The success of Biogen’s spinal muscular atrophy treatment Spinraza has been among the few bright spots in a trying few years for the company. But new data from a competing medicine suggests diminishing returns in the future, a problem that could be exacerbated by the coronavirus pandemic.

Yesterday, partners Roche and PTC Therapeutics disclosed that their SMA treatment, risdiplam, led to a 93% one-year survival rate among patients with the most severe form of the disease. In a similar study, Spinraza kept about 84% of severe SMA patients alive after a year.

This, of course, is good news for patients. The risk to Biogen hinges on the fact that risdiplam is an oral treatment, while Spinraza must be injected into the spine. Roche’s drug, which is up for FDA approval in August, could become the treatment of choice for patients who’d prefer not to undergo those injections, and concerns over coronavirus might prompt them to switch off of Spinraza to avoid having to go to a doctor’s office.
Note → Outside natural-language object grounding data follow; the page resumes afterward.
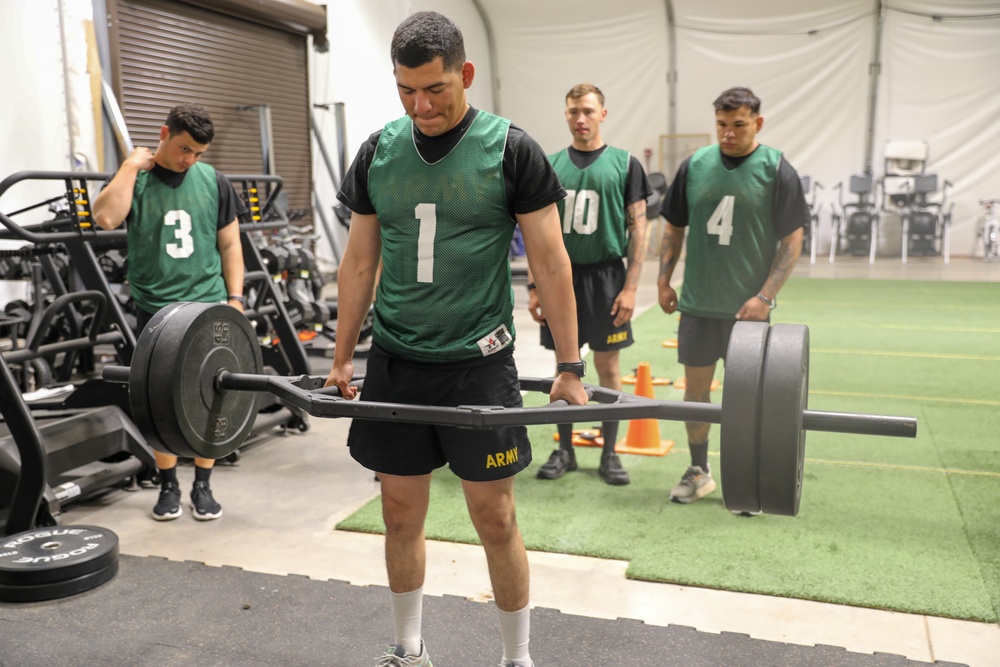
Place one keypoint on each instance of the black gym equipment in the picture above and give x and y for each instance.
(908, 189)
(764, 421)
(855, 224)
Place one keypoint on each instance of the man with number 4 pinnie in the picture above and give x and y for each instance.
(183, 245)
(744, 211)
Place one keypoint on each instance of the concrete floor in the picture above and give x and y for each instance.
(285, 496)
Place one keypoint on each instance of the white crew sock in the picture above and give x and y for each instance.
(515, 629)
(407, 616)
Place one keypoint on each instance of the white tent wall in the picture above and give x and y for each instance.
(940, 84)
(544, 49)
(809, 61)
(34, 120)
(810, 72)
(357, 71)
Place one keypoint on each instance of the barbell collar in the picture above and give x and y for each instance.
(859, 424)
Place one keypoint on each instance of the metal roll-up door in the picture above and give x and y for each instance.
(168, 52)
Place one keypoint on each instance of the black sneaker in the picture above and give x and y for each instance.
(203, 505)
(611, 470)
(560, 461)
(169, 504)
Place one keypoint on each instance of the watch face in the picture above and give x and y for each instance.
(577, 367)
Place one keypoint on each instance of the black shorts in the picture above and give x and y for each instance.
(702, 341)
(596, 287)
(400, 448)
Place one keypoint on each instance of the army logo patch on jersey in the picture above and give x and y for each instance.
(494, 342)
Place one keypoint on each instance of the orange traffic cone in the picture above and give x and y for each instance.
(644, 434)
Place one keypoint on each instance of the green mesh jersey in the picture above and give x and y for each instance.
(593, 214)
(445, 293)
(173, 250)
(730, 239)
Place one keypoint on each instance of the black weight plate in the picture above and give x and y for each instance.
(785, 393)
(58, 589)
(739, 429)
(189, 413)
(139, 380)
(48, 557)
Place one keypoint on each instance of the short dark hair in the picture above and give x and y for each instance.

Further compounding the issue is Zolegensma, Novartis's gene therapy, which could soon win approval as a treatment for patients with milder SMA. That means the choice for patients would be between a one-time dose of Zolgensma, an oral treatment with risdiplam, or an every-four-months spinal injection of Spinraza. Biogen could come out the loser.


How do you run a cancer trial in a pandemic?

The coronavirus pandemic has made regular doctor visits unthinkable, and for scientists trying to rigorously test new cancer treatments, that poses a serious threat to progress.

As STAT’s Andrew Joseph reports, doctors, patients, and drug companies are getting creative to keep studies rolling and protect the integrity of science. That means couriering drugs to patients homes, using telemedicine for check-ins, and changing study sites to minimize travel.

The stakes are high for everyone involved. Patients don’t want to go without a therapy that might be prolonging their lives. Companies don’t want to lose hope for a return on their research investment. And, in societal terms, it’s essential that the resulting data is interpretable in order to decide whether drugs should be approved and given to thousands of patients.

Read more.


More reads

  • Most Americans believe Trump hasn't made progress on drug prices. (STAT Plus)
    California fines more than a dozen drug makers for not providing drug pricing data. (STAT Plus)
  • Blueprint’s voyage ends in disaster. (Evaluate Vantage)
  • Hospital demand for hydroxycholoroquine to treat Covid-19 patients is waning. (STAT)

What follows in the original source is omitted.